I got a clean install of NEXTSTEP 3.3 User, and then developer. I then successfully did the OPENSTEP 4.2 upgrade of that 3.3 User/Dev install.

However, then when I went to install OPENSTEP 4.2 Developer I got some install errors. First, some of it was due to the order in which you must install the developer packages. So to not get dependancy errors you must install the packages in the following order, I think:

ProfileLibs.pkg
DeveloperTools.pkg
DeveloperLibs.pkg
GNUSource.pkg
DeveloperDoc.pkg

However, I get an error when installing the DeveloperDoc.pkg as follows:

Installing /NextDeveloper/Examples/AppKit/Yap/English.lproj/Document.nib/data.classes ... Not a directory.
**** There were errors while installing DeveloperDoc.pkg.
...errors


It's not the end of the world but I'm not understanding what went wrong for this not to install completely cleanly. Any thoughts?

zombie

Ok, one way around this is before you install the DeveloperDoc.pkg is to rename that Document.nib file to something like Document_OLD.nib and then the package will install with no errors.

Now on to install Patch4 User, Dev, and EOF profiles over the system

andreas_g

I did some tests yesterday and could not reproduce the problems installing while NeXTdimension is running. I'll PM you my e-mail address.
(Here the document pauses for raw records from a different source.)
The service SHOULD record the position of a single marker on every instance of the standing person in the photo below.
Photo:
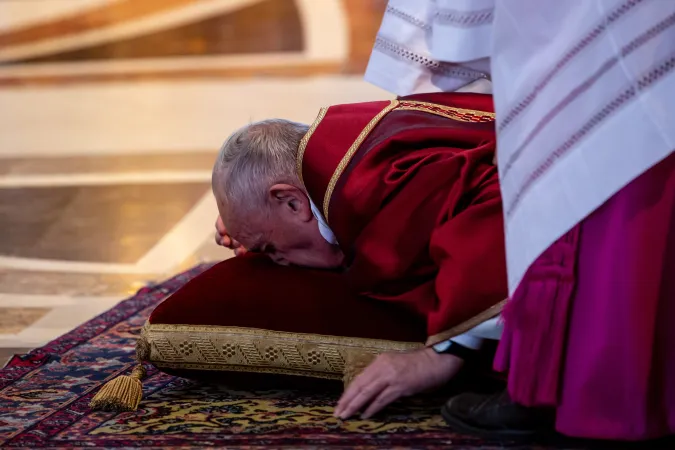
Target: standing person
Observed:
(585, 102)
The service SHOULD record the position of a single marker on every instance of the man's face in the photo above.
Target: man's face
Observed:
(286, 242)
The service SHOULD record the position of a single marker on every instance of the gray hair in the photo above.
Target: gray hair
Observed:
(254, 158)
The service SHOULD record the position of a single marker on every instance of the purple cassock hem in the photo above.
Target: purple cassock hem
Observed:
(591, 328)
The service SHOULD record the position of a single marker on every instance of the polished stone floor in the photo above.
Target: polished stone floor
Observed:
(111, 113)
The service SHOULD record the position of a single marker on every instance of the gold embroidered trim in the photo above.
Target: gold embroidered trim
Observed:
(305, 140)
(459, 114)
(252, 369)
(342, 165)
(462, 328)
(250, 349)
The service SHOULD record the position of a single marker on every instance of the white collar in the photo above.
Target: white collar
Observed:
(325, 231)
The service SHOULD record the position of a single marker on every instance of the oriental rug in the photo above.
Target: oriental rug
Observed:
(44, 398)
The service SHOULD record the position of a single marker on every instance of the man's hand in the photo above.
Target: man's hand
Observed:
(395, 375)
(224, 239)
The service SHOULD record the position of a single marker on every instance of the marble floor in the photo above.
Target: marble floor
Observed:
(111, 114)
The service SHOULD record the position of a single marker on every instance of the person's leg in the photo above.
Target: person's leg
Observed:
(610, 367)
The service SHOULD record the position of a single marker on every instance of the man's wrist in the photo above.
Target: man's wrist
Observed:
(453, 348)
(443, 358)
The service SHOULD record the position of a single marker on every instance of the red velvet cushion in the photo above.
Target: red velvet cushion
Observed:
(252, 291)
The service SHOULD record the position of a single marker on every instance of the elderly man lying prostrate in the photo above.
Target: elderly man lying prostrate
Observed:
(403, 197)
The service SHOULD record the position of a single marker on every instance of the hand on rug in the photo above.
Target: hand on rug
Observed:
(393, 376)
(223, 238)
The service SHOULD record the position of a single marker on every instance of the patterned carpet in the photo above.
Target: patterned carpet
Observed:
(44, 399)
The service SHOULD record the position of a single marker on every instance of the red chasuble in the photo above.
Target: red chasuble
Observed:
(410, 191)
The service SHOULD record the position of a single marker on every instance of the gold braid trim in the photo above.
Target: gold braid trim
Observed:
(210, 347)
(305, 140)
(342, 165)
(459, 114)
(465, 326)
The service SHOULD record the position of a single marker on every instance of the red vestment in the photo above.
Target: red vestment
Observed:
(410, 191)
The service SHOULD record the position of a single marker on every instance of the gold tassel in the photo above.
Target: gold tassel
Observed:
(123, 393)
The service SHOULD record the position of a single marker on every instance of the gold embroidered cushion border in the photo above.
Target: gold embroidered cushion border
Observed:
(247, 314)
(255, 350)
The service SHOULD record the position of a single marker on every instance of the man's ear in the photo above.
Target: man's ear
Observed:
(292, 201)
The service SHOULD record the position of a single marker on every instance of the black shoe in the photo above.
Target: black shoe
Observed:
(497, 417)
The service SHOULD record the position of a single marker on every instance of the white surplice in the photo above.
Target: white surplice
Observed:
(584, 93)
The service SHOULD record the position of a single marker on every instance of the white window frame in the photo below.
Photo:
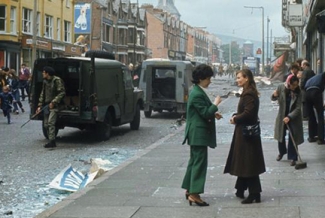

Please send me your configurstion file and informations about your host system.

Rob Blessin Black Hole

As root:

DeveloperTools.pkg
DeveloperLibs.pkg
ProfileLibs.pkg
GNUSource.pkg
DeveloperDoc.pkg
Rob Blessin President computerpowwow ebay  [email protected] http://www.blackholeinc.com
303-741-9998 Serving the NeXT Community  since 2/9/93

neozeed

something doesn't sound right with all that corruption.

Is the disk slightly over 2GB?

the floppy has the boot program that'll read CD's.  I spent an ungodly amount on a SCSI floppy drive to read it to install 3.3 back when I had hardware and I was pissed, it was only a few KB! ... lol and I could have just dd'd it to the start of a hard disk. sigh.

And yeah you can just DD the CD-ROM to a HD, and boot from that.

I'm pretty sure you can BEN (Booth EtherNet) the boot program as well, although that is a bit involved to setup.

NeXT goes a little crazy when it crosses that 2GB limit.. it'll act okay but slowly destroy itself.